この世界に来て、まだそれほど経っていない。文字だって覚えている途中で、この国の商売についても知らないことの方が多い。
だからこそ、勢いだけで決めるわけにはいかない。
「今日は持ち帰って考えてもいいですか?」
「もちろんです」
「自分でも、もう少し計算してみたいので」
ベルトが頷いた。
「決まりましたら、いつでもお越しください」
「ありがとうございます」
商会を出ると、昼を少し過ぎていた。
通りには人が行き交い、少し先から焼いた肉の匂いが漂ってくる。
日和は歩きながら、手にした紙を見る。
「オスカーさん」
「はい」
「昨日、私、料理の仕事を探そうかなって言ったんです」
「伺っております」
「働いて、お金を貯めて、この辺りの食材とかお客さんの好みも知って。それから店を持つ方が、たぶん堅実ですよね」
「そうかもしれません」
「ですよね」
否定してほしかったのかもしれない。
日和は少しだけ口を尖らせる。
「でも、あの店を見たら……」
言葉が止まった。
あそこで料理をしてみたい。
まだ何も始まっていないのに、厨房に立つ自分を想像した。カウンターの向こうに誰かが座って、自分の料理を食べているところまで。
「迷っておられるのですね」
「はい」
日和は素直に頷いた。
「やってみたいです。でも、怖いです」
「それは当然かと」
「オスカーさんなら、どうします?」
オスカーは少し考えてから、穏やかに答えた。
「私なら、日和様がどちらを選ばれても、お手伝いいたします」
「それ、答えになってません」
「申し訳ございません」
そう言いながら、まったく申し訳なさそうではない。
「ずるいですね」
「よく言われます」
日和は小さく笑った。
怖い。
店を借りたら、毎月金がいる。
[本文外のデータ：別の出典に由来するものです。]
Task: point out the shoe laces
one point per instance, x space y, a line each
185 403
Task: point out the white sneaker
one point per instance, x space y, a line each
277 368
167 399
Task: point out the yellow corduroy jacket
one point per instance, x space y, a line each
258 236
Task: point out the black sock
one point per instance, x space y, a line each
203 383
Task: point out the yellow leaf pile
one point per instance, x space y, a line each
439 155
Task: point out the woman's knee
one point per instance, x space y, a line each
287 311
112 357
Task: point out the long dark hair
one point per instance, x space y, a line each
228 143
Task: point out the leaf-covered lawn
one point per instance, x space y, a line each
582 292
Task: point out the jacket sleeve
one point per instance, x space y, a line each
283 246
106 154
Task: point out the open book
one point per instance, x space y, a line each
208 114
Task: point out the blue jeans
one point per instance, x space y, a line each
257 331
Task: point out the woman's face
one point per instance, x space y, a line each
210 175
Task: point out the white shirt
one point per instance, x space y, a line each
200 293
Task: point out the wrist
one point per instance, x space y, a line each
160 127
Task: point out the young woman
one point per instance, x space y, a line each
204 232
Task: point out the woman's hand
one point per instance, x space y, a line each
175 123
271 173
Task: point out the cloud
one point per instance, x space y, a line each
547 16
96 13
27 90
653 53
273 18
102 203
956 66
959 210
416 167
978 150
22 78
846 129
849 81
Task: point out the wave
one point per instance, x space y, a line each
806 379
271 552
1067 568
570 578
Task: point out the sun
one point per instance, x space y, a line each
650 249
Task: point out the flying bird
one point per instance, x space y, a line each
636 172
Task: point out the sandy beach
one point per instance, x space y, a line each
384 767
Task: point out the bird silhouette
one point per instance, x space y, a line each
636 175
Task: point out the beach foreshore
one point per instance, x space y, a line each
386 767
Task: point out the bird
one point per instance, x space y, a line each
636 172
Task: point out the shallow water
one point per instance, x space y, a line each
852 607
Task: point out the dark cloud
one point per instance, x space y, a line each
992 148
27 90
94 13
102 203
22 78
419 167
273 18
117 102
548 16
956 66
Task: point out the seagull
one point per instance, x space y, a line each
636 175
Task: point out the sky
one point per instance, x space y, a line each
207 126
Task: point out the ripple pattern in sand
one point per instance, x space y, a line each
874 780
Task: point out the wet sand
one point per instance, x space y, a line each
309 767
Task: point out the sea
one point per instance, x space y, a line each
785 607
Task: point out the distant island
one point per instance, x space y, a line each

料理がおいしいだけで客が来る保証もないし、この世界のことだってまだ十分には知らない。
やめる理由なら、いくらでも考えられる。
それなのに。
他の誰かがあの店を借りるところを想像すると、嫌だった。
「……やってみたいな」
口にしてみる。
誰かに頼まれたわけでも、やった方がいいと言われたわけでもない。
自分が、やってみたいと思った。
そのことが少し不思議で、日和は手にした紙を見つめた。
昨日までの「いつかできたら」とは、もう少しだけ違う。
夢を見るにも、お金はいる。
怖くないわけでもない。
それでも初めて、その夢のために何をすればいいのかを考えてみたいと思った。